Интерес к ономастике, однако, восходил к гораздо более ранним этапам биографии ученого и питался сразу из нескольких источников. Как известно, в молодые годы он испытал сильное влияние модернизма и, будучи студентом Азербайджанского университета, пережил кризис самоопределения, размышляя не только о научной, но и литературной карьере. Это поддерживалось близким знакомством с Вяч. Ивановым и другими поэтами начала XX века: К. Бальмонтом, В. Хлебниковым, С. Городецким, А. Крученых. Его собственный поэтический сборник «Хрустальный кладезь» (Баку, 1920) сохранял черты символистской поэтики. Той же культурой был инспирирован и дневник Альтмана, который он вел на протяжении многих лет[1386]. Именно с этим интеллектуальным пространством, частью которого он успел стать сам, и была связана для него тема «имени», нередко возникавшая на страницах «Разговоров с Вячеславом Ивановым» и, возможно, отсылавшая в свою очередь к общению его знаменитого собеседника с о. П. Флоренским, происходившим на десятилетие раньше[1387]. Вместе с тем культовое отношение к имени было глубоко укоренено в хасидской традиции, родословная связь с которой побуждала Альтмана независимо, на протяжении всей жизни, возвращаться к этому сюжету.

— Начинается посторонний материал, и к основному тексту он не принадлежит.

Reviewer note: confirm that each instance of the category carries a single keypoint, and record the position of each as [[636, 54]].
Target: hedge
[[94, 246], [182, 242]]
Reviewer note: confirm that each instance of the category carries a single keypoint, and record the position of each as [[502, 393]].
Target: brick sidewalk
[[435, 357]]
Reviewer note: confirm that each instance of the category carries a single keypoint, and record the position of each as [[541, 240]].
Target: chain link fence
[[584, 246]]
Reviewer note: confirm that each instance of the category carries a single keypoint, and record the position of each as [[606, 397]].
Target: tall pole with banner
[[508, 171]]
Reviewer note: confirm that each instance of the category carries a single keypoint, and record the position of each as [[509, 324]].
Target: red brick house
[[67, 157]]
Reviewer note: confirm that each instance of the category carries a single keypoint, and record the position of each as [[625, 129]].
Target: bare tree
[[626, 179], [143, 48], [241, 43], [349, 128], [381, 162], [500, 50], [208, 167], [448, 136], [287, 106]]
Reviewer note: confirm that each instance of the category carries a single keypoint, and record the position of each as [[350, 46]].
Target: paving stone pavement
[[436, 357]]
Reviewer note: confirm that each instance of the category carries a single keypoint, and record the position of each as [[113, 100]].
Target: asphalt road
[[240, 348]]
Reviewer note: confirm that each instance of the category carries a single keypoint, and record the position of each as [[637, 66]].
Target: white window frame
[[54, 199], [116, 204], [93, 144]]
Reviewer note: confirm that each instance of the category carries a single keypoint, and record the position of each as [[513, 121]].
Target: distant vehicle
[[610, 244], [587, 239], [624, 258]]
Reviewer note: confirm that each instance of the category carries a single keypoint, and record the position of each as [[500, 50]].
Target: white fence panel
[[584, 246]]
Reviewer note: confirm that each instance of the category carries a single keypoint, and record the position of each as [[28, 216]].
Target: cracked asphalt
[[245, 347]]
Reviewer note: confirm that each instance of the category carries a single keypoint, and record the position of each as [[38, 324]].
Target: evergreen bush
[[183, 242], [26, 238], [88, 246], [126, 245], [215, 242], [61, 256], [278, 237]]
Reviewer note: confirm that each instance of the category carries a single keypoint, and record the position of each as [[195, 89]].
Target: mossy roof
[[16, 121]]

Другой рубеж освоения той же темы был пройден в занятиях ономастикой Гомера, в исследованиях по античности, также начатых в Баку под руководством Вяч. Иванова, что нашло отражение и в самой ранней из альтмановских картотек, датируемой 1920–1930 годами – «Гомер: имена, фразеология, аллитерация, жестикуляция. Картотека на др.<евне>гр.<еческом> и рус.<ском> яз<ыках>. 847 л.»[1388].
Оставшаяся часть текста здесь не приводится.